On Saturday, June 15, 2019 at 7:05:57 AM UTC-4, Mario Carneiro wrote:

Also the existing definition checker has hardcoded names all over the 
> place, which has already caused problems on one occasion; adding a $j 
> parser would fix this issue.
>

BTW if the checker is going to be rewritten, is this a good time to change 
the definition of T. to be A. x x = x <-> A. x x = x?  You mentioned that 
there is a special section for df-tru, and it could be eliminated if we 
make this change.

On Fri, Jun 14, 2019 at 1:30 PM Norman Megill wrote:
>
The four definitions df-bi, df-clab, df-cleq, and df-clel are excluded from 
>> the current definition check.  Any new software will have to treat these 4 
>> as special cases, for example by treating them as additional axioms.  
>> Hopefully these 4 are the only ones that will ever need special treatment.
>>
>
> I would like to renew my suggestion that we change these to ax-bi, 
> ax-clab, ax-cleq, ax-clel. It adds complexity to the tooling to have an 
> inconsistent naming convention, since we are signaling that these are 
> definitions when they don't meet the criteria, and it's also a lie to the 
> reader because these look like definitions and claim to be definitions and 
> the user may even know that we check definitions for soundness, yet these 
> definitions each have extremely subtle problems that make them invalid as 
> definitions. 
>

I'm pretty sure these meet the literature criteria of being valid 
definitions.  They are eliminable and don't add any new theorems when 
eliminated down to the primitive language.  The class definitions have 
detailed soundness proofs in the literature.  In what sense do you see them 
as invalid?

The problem with calling them axioms is primarily psychological, implying 
that the real axioms aren't sufficient to express ZFC. It sends the wrong 
message.
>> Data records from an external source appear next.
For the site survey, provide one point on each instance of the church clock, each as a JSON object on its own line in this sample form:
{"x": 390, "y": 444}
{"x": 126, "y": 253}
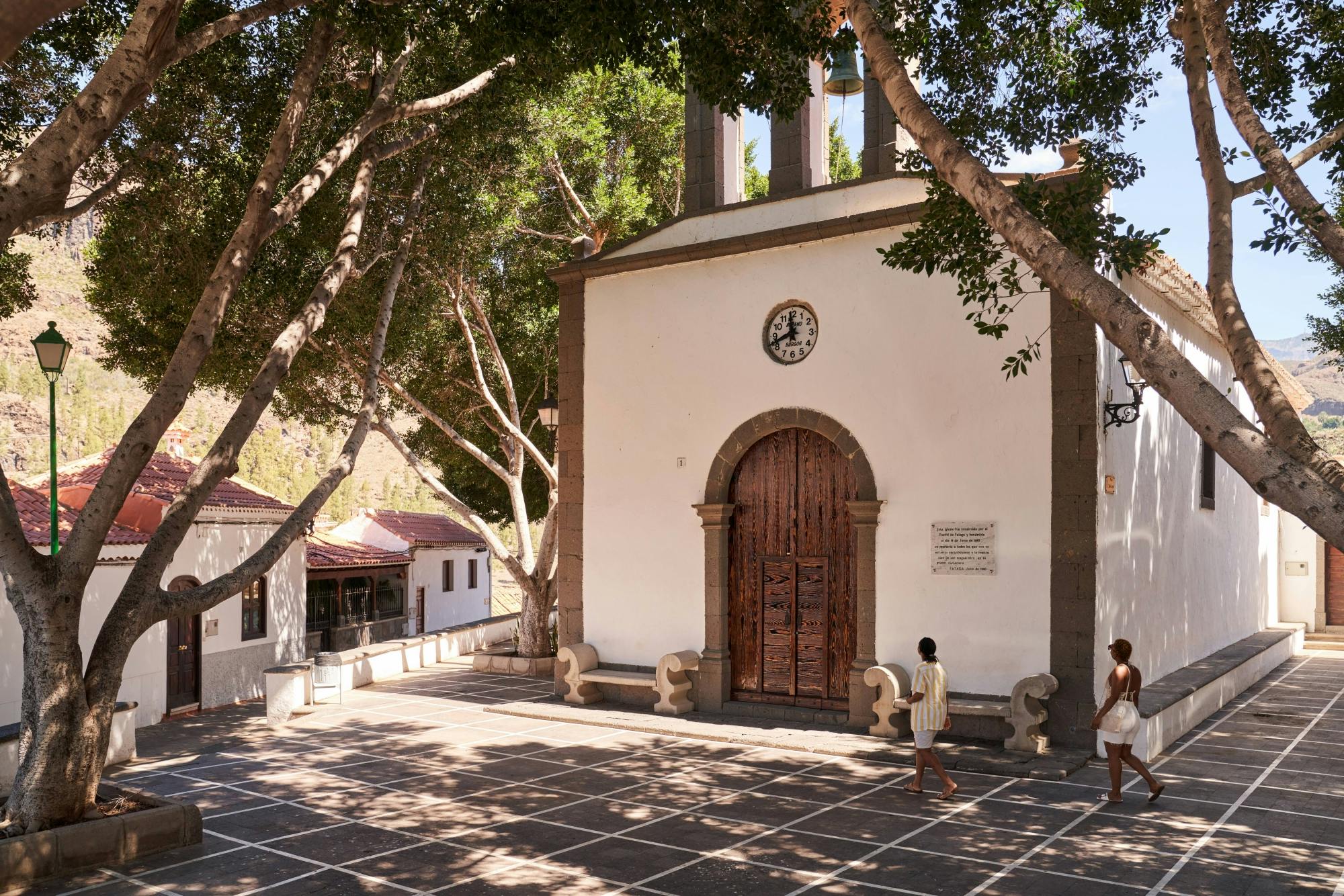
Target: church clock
{"x": 791, "y": 332}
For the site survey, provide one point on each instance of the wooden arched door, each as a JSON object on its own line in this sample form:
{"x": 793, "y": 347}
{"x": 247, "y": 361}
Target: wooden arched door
{"x": 792, "y": 559}
{"x": 183, "y": 688}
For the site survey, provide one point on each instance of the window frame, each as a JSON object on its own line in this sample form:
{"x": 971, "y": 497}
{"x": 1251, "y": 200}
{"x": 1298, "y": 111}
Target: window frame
{"x": 1208, "y": 476}
{"x": 251, "y": 602}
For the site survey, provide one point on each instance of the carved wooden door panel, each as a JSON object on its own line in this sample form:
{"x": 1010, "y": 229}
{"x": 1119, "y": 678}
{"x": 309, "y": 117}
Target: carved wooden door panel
{"x": 1334, "y": 586}
{"x": 183, "y": 654}
{"x": 791, "y": 573}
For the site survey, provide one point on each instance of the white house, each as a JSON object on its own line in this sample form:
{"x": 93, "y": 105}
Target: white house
{"x": 182, "y": 664}
{"x": 450, "y": 565}
{"x": 796, "y": 461}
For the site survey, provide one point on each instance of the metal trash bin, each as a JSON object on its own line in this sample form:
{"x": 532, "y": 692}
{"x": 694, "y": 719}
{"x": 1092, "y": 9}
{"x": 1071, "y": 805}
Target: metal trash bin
{"x": 326, "y": 670}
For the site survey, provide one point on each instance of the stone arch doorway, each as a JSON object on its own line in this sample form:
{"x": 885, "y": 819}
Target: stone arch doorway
{"x": 791, "y": 538}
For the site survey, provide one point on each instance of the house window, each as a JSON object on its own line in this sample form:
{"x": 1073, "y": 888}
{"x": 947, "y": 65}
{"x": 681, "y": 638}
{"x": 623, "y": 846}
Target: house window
{"x": 255, "y": 611}
{"x": 392, "y": 597}
{"x": 1208, "y": 471}
{"x": 357, "y": 605}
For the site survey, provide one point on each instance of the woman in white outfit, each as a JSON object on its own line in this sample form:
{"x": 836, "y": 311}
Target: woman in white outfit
{"x": 1118, "y": 719}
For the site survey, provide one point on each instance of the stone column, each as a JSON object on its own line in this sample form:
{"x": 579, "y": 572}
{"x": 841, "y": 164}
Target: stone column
{"x": 799, "y": 146}
{"x": 569, "y": 444}
{"x": 865, "y": 517}
{"x": 882, "y": 136}
{"x": 714, "y": 171}
{"x": 714, "y": 686}
{"x": 1073, "y": 523}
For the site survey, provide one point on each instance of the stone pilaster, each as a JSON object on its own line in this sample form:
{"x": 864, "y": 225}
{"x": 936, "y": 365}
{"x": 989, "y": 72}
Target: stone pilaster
{"x": 714, "y": 686}
{"x": 714, "y": 170}
{"x": 569, "y": 451}
{"x": 865, "y": 518}
{"x": 1073, "y": 523}
{"x": 799, "y": 147}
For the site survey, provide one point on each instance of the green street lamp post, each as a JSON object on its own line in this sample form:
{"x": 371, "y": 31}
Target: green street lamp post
{"x": 53, "y": 354}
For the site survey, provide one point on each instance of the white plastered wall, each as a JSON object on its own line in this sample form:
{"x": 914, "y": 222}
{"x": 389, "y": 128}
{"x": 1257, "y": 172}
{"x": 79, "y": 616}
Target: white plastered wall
{"x": 674, "y": 363}
{"x": 462, "y": 605}
{"x": 209, "y": 550}
{"x": 1178, "y": 581}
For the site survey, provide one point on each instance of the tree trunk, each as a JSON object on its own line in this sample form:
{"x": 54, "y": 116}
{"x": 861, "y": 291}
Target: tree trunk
{"x": 62, "y": 735}
{"x": 534, "y": 623}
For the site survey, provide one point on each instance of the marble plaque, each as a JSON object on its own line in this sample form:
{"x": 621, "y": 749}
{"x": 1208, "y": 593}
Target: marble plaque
{"x": 962, "y": 549}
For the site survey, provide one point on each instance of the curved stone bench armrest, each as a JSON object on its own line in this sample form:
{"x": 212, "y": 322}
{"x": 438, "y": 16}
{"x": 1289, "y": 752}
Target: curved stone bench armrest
{"x": 673, "y": 684}
{"x": 1029, "y": 715}
{"x": 580, "y": 659}
{"x": 892, "y": 684}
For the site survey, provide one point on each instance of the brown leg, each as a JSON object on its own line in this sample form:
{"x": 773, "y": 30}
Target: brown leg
{"x": 1136, "y": 764}
{"x": 1114, "y": 757}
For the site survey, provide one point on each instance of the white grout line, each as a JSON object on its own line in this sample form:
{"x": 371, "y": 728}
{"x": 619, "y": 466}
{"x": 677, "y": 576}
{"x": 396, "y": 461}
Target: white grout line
{"x": 1237, "y": 805}
{"x": 1100, "y": 804}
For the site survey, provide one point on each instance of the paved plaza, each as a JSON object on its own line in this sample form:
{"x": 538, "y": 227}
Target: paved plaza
{"x": 412, "y": 787}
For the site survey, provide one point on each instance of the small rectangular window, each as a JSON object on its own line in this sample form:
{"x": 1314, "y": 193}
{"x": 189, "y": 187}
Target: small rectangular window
{"x": 255, "y": 611}
{"x": 1208, "y": 476}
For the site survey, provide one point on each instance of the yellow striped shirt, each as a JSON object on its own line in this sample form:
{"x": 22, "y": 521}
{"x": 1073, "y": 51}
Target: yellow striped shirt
{"x": 931, "y": 713}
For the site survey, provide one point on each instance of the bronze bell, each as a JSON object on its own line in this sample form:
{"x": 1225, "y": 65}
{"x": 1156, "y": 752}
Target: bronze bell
{"x": 843, "y": 79}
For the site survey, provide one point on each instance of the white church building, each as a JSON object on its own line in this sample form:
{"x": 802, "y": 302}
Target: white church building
{"x": 795, "y": 461}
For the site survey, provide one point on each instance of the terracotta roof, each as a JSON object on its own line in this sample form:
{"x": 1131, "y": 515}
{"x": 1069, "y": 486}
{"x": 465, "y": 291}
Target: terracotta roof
{"x": 1166, "y": 277}
{"x": 165, "y": 476}
{"x": 36, "y": 517}
{"x": 424, "y": 529}
{"x": 331, "y": 551}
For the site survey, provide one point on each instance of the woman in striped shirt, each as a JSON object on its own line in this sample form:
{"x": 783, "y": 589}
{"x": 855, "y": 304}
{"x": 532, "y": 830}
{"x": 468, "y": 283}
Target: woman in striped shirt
{"x": 928, "y": 717}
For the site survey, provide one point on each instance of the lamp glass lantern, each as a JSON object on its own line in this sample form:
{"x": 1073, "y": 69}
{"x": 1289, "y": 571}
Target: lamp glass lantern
{"x": 549, "y": 413}
{"x": 53, "y": 353}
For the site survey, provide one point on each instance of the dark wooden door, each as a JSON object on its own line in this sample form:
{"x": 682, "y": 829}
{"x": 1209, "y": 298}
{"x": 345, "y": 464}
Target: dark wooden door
{"x": 183, "y": 654}
{"x": 792, "y": 573}
{"x": 1334, "y": 586}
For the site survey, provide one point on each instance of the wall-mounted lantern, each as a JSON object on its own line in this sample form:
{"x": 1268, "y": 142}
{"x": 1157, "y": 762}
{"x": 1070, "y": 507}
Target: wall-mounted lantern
{"x": 1122, "y": 413}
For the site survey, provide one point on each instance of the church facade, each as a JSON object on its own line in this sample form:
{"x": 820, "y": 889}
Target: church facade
{"x": 798, "y": 463}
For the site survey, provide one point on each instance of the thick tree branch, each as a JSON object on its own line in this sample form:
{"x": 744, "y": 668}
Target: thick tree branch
{"x": 1267, "y": 468}
{"x": 1279, "y": 416}
{"x": 169, "y": 398}
{"x": 79, "y": 208}
{"x": 1306, "y": 155}
{"x": 1310, "y": 210}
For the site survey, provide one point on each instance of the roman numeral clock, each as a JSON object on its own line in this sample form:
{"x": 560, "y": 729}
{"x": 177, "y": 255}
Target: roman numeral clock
{"x": 791, "y": 332}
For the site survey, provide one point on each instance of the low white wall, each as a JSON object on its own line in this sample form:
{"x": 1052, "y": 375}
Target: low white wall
{"x": 1165, "y": 729}
{"x": 122, "y": 746}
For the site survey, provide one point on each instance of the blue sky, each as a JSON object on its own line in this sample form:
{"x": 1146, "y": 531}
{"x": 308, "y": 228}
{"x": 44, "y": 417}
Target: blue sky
{"x": 1279, "y": 292}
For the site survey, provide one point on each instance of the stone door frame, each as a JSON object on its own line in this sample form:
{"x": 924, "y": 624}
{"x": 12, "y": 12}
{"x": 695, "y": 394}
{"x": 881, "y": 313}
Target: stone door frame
{"x": 716, "y": 678}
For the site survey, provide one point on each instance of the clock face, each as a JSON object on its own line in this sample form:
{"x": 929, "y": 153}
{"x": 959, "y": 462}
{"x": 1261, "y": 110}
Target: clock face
{"x": 791, "y": 332}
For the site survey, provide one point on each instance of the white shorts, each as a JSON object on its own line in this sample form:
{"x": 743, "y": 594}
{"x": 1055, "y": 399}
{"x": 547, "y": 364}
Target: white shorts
{"x": 1115, "y": 738}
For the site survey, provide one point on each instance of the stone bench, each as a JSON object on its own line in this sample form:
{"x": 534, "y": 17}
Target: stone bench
{"x": 670, "y": 682}
{"x": 1022, "y": 711}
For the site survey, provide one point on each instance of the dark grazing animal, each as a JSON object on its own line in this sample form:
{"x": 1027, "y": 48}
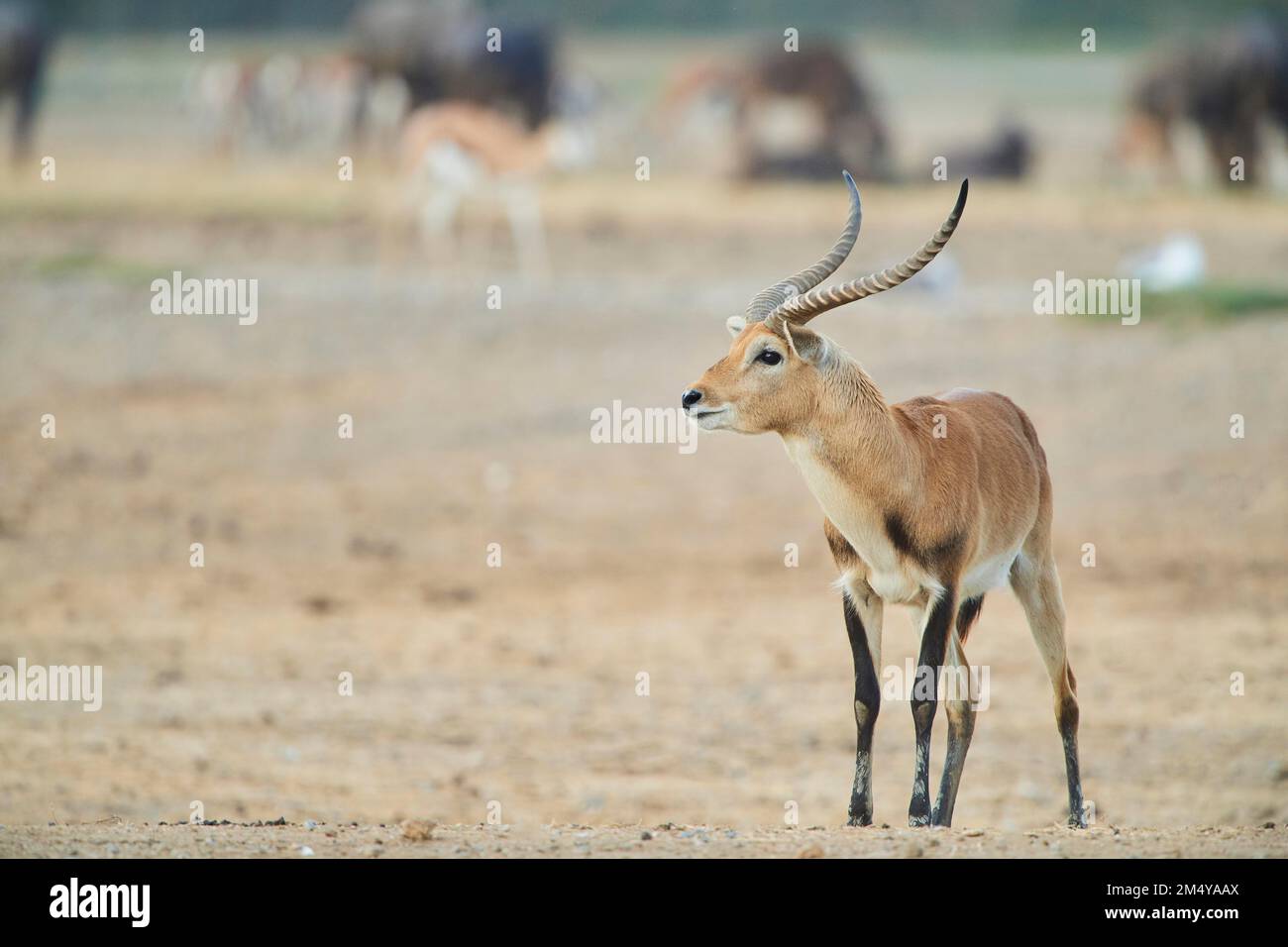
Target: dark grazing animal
{"x": 439, "y": 51}
{"x": 1229, "y": 86}
{"x": 24, "y": 48}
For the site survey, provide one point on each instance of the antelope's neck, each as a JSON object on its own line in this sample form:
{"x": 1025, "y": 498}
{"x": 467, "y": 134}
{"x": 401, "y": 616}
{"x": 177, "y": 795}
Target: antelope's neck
{"x": 862, "y": 470}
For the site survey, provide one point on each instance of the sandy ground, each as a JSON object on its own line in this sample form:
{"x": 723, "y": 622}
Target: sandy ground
{"x": 666, "y": 840}
{"x": 514, "y": 692}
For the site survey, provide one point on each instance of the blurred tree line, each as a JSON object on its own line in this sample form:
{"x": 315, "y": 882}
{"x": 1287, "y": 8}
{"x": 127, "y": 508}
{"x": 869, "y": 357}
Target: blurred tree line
{"x": 978, "y": 21}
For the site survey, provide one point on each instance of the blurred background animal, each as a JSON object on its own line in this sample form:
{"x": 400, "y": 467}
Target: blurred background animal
{"x": 790, "y": 114}
{"x": 459, "y": 151}
{"x": 438, "y": 51}
{"x": 24, "y": 48}
{"x": 1233, "y": 88}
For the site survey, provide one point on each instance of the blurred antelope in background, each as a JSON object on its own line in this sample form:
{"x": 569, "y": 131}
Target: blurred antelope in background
{"x": 930, "y": 502}
{"x": 459, "y": 151}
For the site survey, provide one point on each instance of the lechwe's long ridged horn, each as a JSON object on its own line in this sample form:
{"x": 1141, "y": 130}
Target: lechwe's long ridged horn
{"x": 802, "y": 309}
{"x": 764, "y": 302}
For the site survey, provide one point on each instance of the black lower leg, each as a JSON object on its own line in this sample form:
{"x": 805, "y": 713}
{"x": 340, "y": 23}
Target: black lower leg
{"x": 925, "y": 688}
{"x": 867, "y": 703}
{"x": 1067, "y": 716}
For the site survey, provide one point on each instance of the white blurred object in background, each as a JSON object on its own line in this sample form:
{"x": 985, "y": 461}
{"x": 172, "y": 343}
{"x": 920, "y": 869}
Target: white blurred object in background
{"x": 1176, "y": 263}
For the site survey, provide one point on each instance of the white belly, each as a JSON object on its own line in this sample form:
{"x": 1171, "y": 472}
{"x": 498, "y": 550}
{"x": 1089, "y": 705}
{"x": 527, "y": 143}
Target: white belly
{"x": 894, "y": 578}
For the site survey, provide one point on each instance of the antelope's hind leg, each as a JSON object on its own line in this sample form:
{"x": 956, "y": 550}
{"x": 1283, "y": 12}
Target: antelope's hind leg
{"x": 925, "y": 697}
{"x": 1037, "y": 585}
{"x": 863, "y": 612}
{"x": 960, "y": 706}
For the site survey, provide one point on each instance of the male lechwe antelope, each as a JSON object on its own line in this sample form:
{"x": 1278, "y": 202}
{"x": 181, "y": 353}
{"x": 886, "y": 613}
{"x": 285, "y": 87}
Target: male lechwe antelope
{"x": 912, "y": 517}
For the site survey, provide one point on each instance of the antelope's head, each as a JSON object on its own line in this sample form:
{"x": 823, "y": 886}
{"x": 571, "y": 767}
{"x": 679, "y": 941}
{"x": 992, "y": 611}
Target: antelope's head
{"x": 772, "y": 379}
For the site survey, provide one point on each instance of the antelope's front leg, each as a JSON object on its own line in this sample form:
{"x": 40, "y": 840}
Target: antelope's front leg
{"x": 863, "y": 624}
{"x": 925, "y": 689}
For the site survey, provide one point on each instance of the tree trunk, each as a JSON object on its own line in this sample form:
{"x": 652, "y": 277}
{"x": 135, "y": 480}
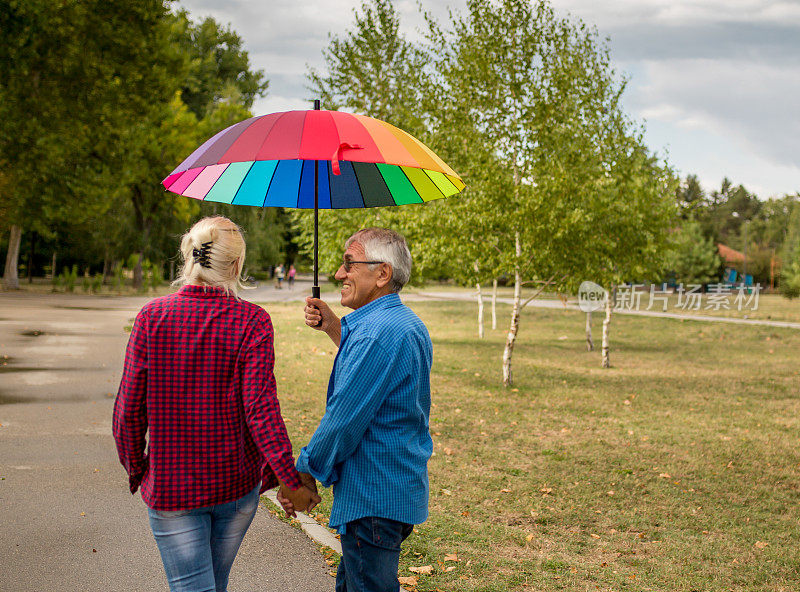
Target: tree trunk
{"x": 10, "y": 275}
{"x": 515, "y": 314}
{"x": 30, "y": 257}
{"x": 480, "y": 310}
{"x": 606, "y": 323}
{"x": 138, "y": 274}
{"x": 494, "y": 303}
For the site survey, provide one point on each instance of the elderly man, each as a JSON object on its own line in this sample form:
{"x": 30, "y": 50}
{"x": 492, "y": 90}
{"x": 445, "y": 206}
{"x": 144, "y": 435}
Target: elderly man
{"x": 373, "y": 443}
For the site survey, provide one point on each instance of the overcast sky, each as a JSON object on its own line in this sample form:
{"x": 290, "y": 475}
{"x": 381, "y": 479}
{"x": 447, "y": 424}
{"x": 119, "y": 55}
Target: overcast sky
{"x": 716, "y": 82}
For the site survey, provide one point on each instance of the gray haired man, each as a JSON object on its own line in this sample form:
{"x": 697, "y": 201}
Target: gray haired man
{"x": 373, "y": 443}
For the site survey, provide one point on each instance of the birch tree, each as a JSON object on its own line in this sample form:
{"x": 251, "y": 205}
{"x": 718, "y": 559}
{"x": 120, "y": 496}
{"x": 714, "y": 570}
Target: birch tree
{"x": 540, "y": 93}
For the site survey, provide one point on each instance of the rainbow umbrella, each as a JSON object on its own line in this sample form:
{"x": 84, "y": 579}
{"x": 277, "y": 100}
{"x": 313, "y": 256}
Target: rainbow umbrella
{"x": 314, "y": 159}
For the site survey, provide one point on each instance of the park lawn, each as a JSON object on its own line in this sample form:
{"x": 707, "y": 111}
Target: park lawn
{"x": 676, "y": 469}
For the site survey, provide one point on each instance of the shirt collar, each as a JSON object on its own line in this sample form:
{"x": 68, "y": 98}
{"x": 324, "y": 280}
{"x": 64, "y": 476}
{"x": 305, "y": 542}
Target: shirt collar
{"x": 382, "y": 303}
{"x": 193, "y": 291}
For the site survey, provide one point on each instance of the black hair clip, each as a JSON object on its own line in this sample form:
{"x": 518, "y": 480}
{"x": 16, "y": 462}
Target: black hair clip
{"x": 202, "y": 256}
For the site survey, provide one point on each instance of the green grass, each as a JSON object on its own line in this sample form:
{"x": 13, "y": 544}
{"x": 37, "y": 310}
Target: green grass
{"x": 676, "y": 469}
{"x": 772, "y": 307}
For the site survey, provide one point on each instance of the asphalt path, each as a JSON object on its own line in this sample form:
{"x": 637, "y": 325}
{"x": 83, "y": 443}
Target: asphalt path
{"x": 67, "y": 520}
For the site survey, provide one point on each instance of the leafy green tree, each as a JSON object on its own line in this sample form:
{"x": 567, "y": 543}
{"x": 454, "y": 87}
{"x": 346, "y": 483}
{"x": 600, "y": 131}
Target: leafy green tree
{"x": 790, "y": 270}
{"x": 374, "y": 70}
{"x": 218, "y": 66}
{"x": 371, "y": 69}
{"x": 575, "y": 193}
{"x": 72, "y": 76}
{"x": 691, "y": 197}
{"x": 693, "y": 258}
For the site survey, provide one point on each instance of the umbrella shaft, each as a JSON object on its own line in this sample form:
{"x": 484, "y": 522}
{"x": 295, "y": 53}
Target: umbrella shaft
{"x": 316, "y": 226}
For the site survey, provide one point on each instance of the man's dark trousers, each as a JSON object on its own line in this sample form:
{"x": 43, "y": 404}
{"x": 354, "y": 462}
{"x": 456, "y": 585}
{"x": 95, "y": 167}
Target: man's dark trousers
{"x": 370, "y": 555}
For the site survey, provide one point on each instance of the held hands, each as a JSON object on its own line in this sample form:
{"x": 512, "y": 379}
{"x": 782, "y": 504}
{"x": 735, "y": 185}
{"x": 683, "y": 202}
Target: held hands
{"x": 303, "y": 499}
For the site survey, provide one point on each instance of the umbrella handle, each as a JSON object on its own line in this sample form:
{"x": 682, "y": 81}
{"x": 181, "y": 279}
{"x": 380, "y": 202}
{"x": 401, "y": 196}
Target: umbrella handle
{"x": 315, "y": 293}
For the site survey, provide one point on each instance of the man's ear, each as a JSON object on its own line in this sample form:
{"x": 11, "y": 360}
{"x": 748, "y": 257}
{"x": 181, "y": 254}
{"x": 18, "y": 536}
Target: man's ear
{"x": 385, "y": 273}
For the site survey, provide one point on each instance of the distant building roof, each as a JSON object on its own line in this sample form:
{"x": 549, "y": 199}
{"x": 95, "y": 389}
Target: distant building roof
{"x": 729, "y": 255}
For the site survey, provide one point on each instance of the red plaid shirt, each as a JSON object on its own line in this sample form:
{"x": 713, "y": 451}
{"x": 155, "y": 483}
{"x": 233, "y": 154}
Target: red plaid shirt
{"x": 198, "y": 376}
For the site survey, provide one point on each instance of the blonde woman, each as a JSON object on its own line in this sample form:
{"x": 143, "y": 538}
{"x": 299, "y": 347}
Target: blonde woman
{"x": 198, "y": 379}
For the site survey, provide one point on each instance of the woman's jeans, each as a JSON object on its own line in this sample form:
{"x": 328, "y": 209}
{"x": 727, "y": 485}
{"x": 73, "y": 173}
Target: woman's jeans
{"x": 198, "y": 546}
{"x": 370, "y": 555}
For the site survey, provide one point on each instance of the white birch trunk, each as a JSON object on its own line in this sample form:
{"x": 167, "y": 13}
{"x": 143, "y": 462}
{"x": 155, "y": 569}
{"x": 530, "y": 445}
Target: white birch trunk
{"x": 589, "y": 342}
{"x": 515, "y": 313}
{"x": 480, "y": 310}
{"x": 606, "y": 323}
{"x": 494, "y": 303}
{"x": 11, "y": 274}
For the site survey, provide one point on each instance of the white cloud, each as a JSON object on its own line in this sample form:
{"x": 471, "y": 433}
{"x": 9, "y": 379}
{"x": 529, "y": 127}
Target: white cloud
{"x": 725, "y": 73}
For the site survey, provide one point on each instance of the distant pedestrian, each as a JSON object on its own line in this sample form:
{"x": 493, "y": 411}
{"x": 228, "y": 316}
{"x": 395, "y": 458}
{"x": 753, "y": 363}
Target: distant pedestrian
{"x": 196, "y": 421}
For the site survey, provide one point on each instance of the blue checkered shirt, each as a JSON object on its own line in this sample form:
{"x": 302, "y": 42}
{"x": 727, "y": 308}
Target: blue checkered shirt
{"x": 373, "y": 443}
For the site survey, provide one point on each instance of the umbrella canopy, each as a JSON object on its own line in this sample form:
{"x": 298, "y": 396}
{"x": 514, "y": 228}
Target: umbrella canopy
{"x": 270, "y": 161}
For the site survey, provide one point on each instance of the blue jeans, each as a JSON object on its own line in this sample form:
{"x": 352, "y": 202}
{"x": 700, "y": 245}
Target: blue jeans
{"x": 370, "y": 555}
{"x": 198, "y": 546}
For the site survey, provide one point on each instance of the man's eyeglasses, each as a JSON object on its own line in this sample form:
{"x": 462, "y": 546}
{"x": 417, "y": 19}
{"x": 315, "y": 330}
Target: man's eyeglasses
{"x": 348, "y": 263}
Also, they will show up in the "This theorem was proved from 
axioms" list unless I hard-code them into metamath.exe to exclude them from 
that list.
 
The issue is that the tools to check them aren't sufficiently sophisticated 
(and probably will never be) to check that they are valid definitions, so 
we make them exceptions for the purpose of those tools.  (I think an early 
version of Ghilbert checked the soundness of df-bi using its justification 
theorem, but I don't recall the details.  @raph may wish to comment if he 
is listening.)  As far as I can tell, there will only be these 4 exceptions 
and no others in the future.  Tools could recognize an exceptions list like 
the mmj2 definition check does now.  Or perhaps add a special $j 
statement?  I think you already mentioned that checking tools shouldn't 
depend on labeling conventions.

If the goal is to be open and straightforward, I think it is a more honest 
> approach to call them axioms and explain in detail why they are 
> conservative. 
>

But if they are conservative, then they aren't really new axioms.  We have 
very detailed explanations of df-clab, df-cleq, and df-clel on the MPE home 
page in the Theory of Classes section, and df-bi has a long explanation in 
its comment.  We could enhance the explanations if that would help.
  

> (In fact, df-cleq is not even conservative!)
>

In the context of ZFC it is, if what you mean is that it depends on 
ax-ext.  That is also explained in the Theory of Classes.  And the 
definition has ax-ext as a hypothesis, so it doesn't actually depend on 
ax-ext until we eliminate that hypothesis.